SEKARANG BUKAN WAKTUNYA UNTUK AFIKAAA, PSSIIII, KPSSII, POLISI GANTENG ATAU DARSEM... SEKARANG WAKTUNYA UNTUK...
SITIIII...BOCAH PENJUAL BAKSO
...
Saya sempat nonton acara
“Orang-Orang Pinggiran” di Trans7. Dada saya sesak menyaksikannya, air
mata saya meleleh tanpa bisa ditahan, tak mampu berkata-kata. Siti,
seorang bocah yatim yang ditinggal mati ayahnya sejak usia 2 tahun.
Kini Siti berumur 7 tahun. Sehari-hari sepulang sekolah Siti masih
harus berkeliling kampung menjajakan bakso. Karena ia masih anak-anak,
tentu belum bisa mendorong rombong bakso. Jadi bakso dan kuahnya
dimasukkan dalam termos nasi yang sebenarnya terlalu besar untuk anak
seusianya. Termos seukuran itu berisi kuah tentu sangat berat.
Tangan kanan menenteng termos, tangan kiri menenteng ember plastik
hitam berisi mangkok-mangkok, sendok kuah, dan peralatan lain.
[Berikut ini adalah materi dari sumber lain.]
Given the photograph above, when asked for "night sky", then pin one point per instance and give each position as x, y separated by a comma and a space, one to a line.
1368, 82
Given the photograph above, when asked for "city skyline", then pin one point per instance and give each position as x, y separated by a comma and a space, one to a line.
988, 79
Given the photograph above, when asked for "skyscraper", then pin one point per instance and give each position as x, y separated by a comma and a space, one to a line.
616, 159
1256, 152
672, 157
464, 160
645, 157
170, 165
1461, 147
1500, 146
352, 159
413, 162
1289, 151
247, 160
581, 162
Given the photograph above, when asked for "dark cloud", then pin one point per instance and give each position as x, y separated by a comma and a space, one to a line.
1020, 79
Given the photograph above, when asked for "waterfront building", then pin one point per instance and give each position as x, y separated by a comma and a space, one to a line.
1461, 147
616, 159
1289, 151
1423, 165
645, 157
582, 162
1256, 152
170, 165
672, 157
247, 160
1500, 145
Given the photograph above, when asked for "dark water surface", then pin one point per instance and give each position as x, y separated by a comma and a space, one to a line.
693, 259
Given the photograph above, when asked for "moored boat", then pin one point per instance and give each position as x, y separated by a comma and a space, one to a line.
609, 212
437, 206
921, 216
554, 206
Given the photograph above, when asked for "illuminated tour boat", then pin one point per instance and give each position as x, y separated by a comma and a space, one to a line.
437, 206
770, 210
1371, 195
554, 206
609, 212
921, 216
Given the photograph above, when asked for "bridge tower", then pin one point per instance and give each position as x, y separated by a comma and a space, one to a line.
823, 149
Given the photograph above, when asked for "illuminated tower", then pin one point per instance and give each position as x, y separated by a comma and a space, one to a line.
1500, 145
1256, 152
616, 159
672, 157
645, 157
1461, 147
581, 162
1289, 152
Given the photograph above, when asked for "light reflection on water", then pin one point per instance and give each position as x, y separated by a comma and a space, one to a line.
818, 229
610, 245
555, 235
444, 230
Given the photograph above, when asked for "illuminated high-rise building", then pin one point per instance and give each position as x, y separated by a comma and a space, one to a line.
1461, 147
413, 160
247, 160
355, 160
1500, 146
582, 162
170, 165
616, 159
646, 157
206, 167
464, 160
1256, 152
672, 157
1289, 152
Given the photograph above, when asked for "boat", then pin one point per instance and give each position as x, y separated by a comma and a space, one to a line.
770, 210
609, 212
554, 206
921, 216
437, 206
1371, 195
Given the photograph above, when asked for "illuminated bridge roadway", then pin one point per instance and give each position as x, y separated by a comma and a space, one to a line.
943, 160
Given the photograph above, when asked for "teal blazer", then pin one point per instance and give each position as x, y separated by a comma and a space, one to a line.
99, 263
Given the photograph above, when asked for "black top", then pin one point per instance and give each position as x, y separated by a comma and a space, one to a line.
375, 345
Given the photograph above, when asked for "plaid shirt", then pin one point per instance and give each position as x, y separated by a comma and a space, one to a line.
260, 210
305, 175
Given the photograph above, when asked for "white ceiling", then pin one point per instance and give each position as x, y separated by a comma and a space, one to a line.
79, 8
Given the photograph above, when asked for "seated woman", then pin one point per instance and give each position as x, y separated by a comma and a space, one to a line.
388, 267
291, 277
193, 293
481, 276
Dengan
terseok-seok menenteng beban seberat itu, Siti harus berjalan keluar
masuk kampung, terkadang jalanannya menanjak naik. Kalau ada pembeli,
Siti akan meracik baksonya di mangkok yang diletakkan di lantai. Maklum
ia tak punya meja. Terkadang jika ada anak yang membeli baksonya, Siti
ingin bisa ikut mencicipi. Tapi ia terpaksa hanya menelan ludah,
menahan keinginan itu. Setelah 4 jam berkeliling, ia mendapat upah 2000
perak saja! Kalau baksonya tak habis, upahnya hanya Rp. 1000,- saja.
Lembaran seribuan lusuh berkali-kali digulung-gulungnya.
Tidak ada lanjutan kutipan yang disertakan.